Is there an idiomatic way to invoke the creation of a copy in an expression?

For example say I have a function declared as:

template <class T>
void foo(T&& arg)
{
}

Now I need to call foo with a copy of my object:

MyType object;
foo(object);

As written above, I will have a call on void foo(MyType& arg), but I don't want to pass a reference to my object. I also want to avoid moving from my object in order to trigger deduction of void foo(MyType&& arg).
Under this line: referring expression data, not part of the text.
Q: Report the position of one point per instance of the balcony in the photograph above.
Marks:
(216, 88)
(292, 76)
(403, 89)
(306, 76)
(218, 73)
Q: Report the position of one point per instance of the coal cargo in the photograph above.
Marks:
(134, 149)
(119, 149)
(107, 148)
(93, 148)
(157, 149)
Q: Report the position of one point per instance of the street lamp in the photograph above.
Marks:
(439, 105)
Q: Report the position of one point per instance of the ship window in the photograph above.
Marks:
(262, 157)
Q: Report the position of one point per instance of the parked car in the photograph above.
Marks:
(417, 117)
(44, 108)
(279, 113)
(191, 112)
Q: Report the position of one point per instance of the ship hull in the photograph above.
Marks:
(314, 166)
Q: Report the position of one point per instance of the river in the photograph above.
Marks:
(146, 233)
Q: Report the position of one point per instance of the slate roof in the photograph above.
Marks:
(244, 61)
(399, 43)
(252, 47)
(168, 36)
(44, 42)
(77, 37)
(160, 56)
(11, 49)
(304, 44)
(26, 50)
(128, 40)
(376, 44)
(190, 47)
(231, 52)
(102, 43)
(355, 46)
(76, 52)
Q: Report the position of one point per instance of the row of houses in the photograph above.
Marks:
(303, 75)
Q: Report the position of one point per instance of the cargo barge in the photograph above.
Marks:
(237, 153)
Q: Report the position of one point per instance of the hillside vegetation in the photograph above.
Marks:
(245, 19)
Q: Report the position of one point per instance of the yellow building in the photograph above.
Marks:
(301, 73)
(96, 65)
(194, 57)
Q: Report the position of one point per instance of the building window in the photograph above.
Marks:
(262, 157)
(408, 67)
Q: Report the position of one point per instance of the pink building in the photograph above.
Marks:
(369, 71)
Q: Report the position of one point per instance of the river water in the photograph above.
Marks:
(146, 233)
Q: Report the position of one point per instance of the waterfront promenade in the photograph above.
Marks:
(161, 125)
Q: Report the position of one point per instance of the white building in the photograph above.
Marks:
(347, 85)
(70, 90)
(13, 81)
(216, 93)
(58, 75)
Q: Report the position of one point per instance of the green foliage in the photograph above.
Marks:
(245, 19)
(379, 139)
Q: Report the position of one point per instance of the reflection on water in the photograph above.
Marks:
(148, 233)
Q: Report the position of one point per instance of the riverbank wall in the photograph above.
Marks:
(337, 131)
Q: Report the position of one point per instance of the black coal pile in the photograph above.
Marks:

What I want to do is create a copy of object at the call site of foo:

foo(copy(object));

I have tried the following things:

• Creating a copy function myself, to generate objects: template <class T> T copy(T arg) { return arg; }
• Copy by means of forward casting: foo(std::forward<MyObject>(object)), but don't think it works in generic code
• Explicitly copying by creating a local variable to pass to foo: MyType copy(object); foo(std::move(copy));

Is there a standard library facility or a "generally accepted" way to do this?

EDIT:

As mentioned in the comments, foo(MyType(object)) is always a solution. I'm asking whether there is an idiomatic way because in general spelling out the type in this case can be less safe:

// Converting constructors may create spurious problems:
foo(AnotherType(object)); 
// This can compile even if decltype(object) != AnotherType

whereas a solution that requires no attention in specifying the type is always safe:

foo(copy(object)); 

CodePudding user response：

You can build a decay-copy function yourself:

template <class T> 
constexpr std::decay_t<T> decay_copy(T&& v)
{ return std::forward<T>(v); }

then

foo(decay_copy(object)); 

It's worth noting that you can also use auto(x) to get language-supported decay-copy in C 23:

foo(auto(object)); 

Demo

See P0849 for more details on auto(x).